One big problem with the weekend: the internet connection was terrible. It ranged from poor to none, and for people who are hooked to their cell phones by an electronic umbilical cord, that caused major distress.
We couldn’t phone each other to coordinate activities.
We couldn’t text.
We couldn’t check email.
We couldn’t post on Facebook or Twitter.
We couldn’t do internet searches to find information on various sites of interest.
Those with Verizon fared a tiny bit better as there was a cell towel somewhere in the area, but we AT&T-ers were out of luck. Wouldn’t you think someone at AT&T would say, “Hey, that’s a popular vacation area. So maybe we should, like, make our phones work there?”
If you were a fly on the wall, you would’ve seen a bunch of nervous people anxiously checking their phones for service (one bar was considered a gold mine) every few minutes until the batteries ran out. Random beeps could be heard every so often and twenty-five people would grab their phones and eagerly search for a message. And then one lucky person would shout, “Eureka! It’s me!” and do a little happy dance, hands waving in the air so everyone could see their lighted screen. Unfortunately, the message was usually three hours old.

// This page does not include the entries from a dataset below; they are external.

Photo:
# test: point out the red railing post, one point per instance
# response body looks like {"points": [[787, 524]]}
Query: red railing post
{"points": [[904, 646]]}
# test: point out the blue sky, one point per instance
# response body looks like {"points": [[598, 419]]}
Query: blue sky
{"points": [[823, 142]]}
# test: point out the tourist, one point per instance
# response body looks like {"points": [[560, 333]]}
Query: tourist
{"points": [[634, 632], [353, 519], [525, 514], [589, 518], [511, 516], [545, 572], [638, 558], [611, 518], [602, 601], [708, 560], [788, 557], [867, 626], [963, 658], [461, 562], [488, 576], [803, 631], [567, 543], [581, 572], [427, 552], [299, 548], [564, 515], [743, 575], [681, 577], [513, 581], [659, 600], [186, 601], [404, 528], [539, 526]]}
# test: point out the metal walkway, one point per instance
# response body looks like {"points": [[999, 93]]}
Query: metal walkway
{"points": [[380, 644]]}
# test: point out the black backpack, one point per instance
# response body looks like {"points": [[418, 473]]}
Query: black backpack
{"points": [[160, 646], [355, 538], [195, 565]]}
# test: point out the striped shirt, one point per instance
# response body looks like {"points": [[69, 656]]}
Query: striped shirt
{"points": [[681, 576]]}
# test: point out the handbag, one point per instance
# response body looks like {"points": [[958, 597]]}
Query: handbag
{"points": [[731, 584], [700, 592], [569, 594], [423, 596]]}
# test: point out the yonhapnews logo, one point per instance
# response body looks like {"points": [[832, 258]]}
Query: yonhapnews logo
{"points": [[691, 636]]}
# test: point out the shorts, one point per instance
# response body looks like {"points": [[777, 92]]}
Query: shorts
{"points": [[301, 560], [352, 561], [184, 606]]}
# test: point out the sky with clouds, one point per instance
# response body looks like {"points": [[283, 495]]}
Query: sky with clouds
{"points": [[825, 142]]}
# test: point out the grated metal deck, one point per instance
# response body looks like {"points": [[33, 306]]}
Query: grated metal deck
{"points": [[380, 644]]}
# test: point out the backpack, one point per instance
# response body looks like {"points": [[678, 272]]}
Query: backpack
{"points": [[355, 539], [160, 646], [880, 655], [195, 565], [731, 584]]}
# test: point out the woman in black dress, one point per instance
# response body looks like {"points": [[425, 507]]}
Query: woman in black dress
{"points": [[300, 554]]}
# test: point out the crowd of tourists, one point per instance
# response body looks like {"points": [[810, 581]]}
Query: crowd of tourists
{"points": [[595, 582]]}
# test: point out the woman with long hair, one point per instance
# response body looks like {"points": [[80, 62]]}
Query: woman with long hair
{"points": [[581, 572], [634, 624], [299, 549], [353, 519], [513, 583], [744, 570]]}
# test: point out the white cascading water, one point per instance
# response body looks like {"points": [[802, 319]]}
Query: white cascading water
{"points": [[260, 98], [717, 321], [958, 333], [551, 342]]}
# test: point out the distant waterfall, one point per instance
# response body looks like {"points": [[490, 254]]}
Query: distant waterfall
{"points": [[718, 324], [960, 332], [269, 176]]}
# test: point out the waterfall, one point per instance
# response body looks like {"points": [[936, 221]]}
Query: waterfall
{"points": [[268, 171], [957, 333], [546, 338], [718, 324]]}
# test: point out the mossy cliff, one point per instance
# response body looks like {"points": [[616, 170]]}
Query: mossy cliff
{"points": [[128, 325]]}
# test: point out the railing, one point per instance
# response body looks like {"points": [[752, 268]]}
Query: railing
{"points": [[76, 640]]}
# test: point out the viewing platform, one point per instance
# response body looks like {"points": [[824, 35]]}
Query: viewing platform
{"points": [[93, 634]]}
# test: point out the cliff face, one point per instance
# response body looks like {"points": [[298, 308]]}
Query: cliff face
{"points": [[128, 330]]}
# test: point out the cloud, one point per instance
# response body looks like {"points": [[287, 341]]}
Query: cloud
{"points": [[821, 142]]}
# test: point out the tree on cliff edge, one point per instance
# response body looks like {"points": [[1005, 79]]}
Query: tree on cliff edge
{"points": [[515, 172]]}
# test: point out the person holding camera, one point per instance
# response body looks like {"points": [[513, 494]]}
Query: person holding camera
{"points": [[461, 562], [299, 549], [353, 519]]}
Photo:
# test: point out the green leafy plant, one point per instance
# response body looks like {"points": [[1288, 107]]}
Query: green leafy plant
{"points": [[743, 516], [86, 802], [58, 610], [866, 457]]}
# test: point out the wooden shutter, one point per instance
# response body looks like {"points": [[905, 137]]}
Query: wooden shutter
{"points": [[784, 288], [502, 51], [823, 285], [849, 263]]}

I got my brother’s text at 7:20 a.m. He sent it at 11:30 p.m. the night before to let me know he made it safely. My daughter’s text came in while we were having dinner. She was sitting across from me at the time. The message read: “I’ll meet you in the lobby in half an hour.”
Service in the charming town of Nashville was no better. One nice clerk said, “You have AT&T? Oh, I'm sorry.” Those with Verizon phones suddenly became the “popular kids.”
We actually had to resort to making multiple trips up and down various hallways trying to remember who was in what room and communicating face to face (except for those of us who got the wrong room numbers and frightened random strangers by calling through the door, "Hey, come on down to the lounge. We've got photos of you!"
I apologize if I missed a Facebook post I was tagged in, but would I trade a good connection for this reunion weekend? No way. In fact, it might have been a blessing. We couldn’t sit around checking our phones during times when we gathered to eat and share family stories. We actually had to interact in person! Oh, the joy of seeing a twinkle in someone’s eye when a funny story was told.
However, now that I’m back home and connected once more, I feel a sense of relief – followed by that familiar feeling of panic at finding a hundred emails to sort through. I don't even want to think about Facebook.
Did I actually miss all that?
Would you feel panic at not having a connection?